Tarbot/Scophthalmus maximus
|
|
In onze kustwateren is de tarbot de
grootste vertegenwoordiger van de platvissen.
De Tarbot heeft een hoog, krachtig lijf, dat de vorm heeft van een bijna
volmaakte cirkel. De kop is groot. De rugvin begint op de kop, voor het
oog. Het lichaam is niet met schubben bedekt. In plaats hiervan zitten
er hoofdzakelijk aan de oogzijde benen knobbels op de huid, die scherp
aanvoelen
De kleur van de vis verschilt, omdat deze vis zich aan kan passen aan de
bodemkleur waar hij zwemt.
De onderzijde is wit.
Bezit vlijmscherpe tandjes in allebei zijn kaken.
Kan gemakkelijk verward worden met een griet en er bestaan
kruisingen tussen beide.
Max. lengte/gewicht:
1meter en tot 25kg. Vissen van 60cm en meer zijn
reeds grote vissen.
Nederlands record 1977: 78cm 10kg.
Leefgebied/gedrag: De tarbot leeft in ondiepe
kustwateren op dieptes tussen de -10 en -80 meter, maar je zal hem het
meest vinden tussen de -20 en -40 meter.
Zijn voorkeur gaat uit naar een gemengde bodem van zand grind,
steentjes en schelpen.
Opmerkelijk is ook zijn voorkeur voor een ongelijke bodem. De schuin
aflopende kanten van banken en stroomgeulen behoren tot zijn
lievelingsstekken. Is erg honkvast en waar je tarbot weet te vangen kan
je er bijna zeker van zijn dat hij er geregeld voorkomt.
Over het algemeen kan je zeggen dat hij in de zomer meer in het ondiepe
water voorkomt om zich in de late herfst steeds meer in dieper water
terug te trekken.
Volwassen exemplaren zijn uitgesproken roofvissen en voeden zich bijna
uitsluitend met vis.
Is een zeer smakelijke vis en vrij duur. Wordt tegenwoordig ook bij ons
gekweekt voor consumptie.
Buitenlandse namen:
Duits: steinbutte Deens: pigvarre Engels: turbot Noors: pregado Zweeds:
piggvar.
|
Vistechniek |
Hoewel ze toch redelijk algemeen
voorkomen in onze kustwateren worden ze maar sporadisch vanaf de kant
gevangen, en dan nog veelal ondermaats. Vanaf een een boot heb je meer
kans, maar ook dan is de vangst bijna steeds toeval.
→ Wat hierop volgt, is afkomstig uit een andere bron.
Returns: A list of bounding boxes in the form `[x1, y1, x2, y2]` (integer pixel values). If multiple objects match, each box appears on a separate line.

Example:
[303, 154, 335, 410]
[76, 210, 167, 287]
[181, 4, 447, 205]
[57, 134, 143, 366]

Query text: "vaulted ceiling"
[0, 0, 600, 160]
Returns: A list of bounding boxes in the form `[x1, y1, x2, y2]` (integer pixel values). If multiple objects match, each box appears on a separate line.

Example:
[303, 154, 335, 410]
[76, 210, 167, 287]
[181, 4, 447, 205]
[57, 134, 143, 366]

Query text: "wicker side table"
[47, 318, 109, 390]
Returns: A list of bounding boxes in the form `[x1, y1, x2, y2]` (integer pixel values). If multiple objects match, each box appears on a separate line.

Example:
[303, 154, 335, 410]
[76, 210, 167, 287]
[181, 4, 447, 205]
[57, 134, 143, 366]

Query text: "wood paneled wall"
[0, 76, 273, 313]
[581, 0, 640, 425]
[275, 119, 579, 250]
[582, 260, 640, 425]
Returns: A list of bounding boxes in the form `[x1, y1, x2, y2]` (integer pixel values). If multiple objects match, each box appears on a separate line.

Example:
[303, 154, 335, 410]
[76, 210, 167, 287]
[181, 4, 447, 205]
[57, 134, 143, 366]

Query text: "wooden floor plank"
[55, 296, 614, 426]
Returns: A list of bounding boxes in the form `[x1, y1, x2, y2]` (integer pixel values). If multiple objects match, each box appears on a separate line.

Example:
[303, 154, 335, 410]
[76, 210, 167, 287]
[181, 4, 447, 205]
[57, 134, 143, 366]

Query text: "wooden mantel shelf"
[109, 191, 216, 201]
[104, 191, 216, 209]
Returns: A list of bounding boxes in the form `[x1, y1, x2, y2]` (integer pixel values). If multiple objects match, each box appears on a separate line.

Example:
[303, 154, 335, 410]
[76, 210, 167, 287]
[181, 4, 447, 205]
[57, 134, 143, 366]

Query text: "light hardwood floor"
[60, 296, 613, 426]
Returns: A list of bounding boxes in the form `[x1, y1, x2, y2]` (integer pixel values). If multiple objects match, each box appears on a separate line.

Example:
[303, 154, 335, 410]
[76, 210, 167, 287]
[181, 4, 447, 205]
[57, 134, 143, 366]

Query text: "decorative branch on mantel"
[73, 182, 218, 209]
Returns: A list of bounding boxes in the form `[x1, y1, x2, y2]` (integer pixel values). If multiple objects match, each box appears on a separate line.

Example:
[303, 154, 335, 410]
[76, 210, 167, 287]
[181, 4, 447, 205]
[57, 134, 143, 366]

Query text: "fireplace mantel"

Het probleem met tarbot is dat je hem enigszins gericht en specifiek
moet bevissen.
Beste periode/tijd:
Kan normaal het ganse jaar door gevangen worden, maar de meeste kans
heb je van juli tot oktober.
Strandvissers hebben de beste kans gedurende de zomerse paaiperiode
Aas:
Als uitgesproken roofvis kan je de tarbot aan zowat alles vangen wat
beweegt. Zelfs aan een grote pilker. Ook worden ze wel eens gevangen op
zagers en zeepieren.
Het beste aas is echter kleine zandspiering (dood/levend) of reepjes vis
van
makreel.
Met bindelastiek opgebonden blijven zandspiering of stipjes vis langer
aan de haak en kan je lager met hetzelfde aas vissen.
Hengeluitrusting:
Zowel vanaf de kant als van op een boot kan je de gewone standaard
zeehengels gebruiken.
Vis je gericht en actief vanaf het strand dan is een zeeforel of
snoekbaarshengel een betere keuze. Hengels van 2.7 tot 3meter met een
werpgewicht van 20 tot 50gram en een middelgrote molen met 10tot 14/00
gevlochten lijn. Een waadpak is een voordeel.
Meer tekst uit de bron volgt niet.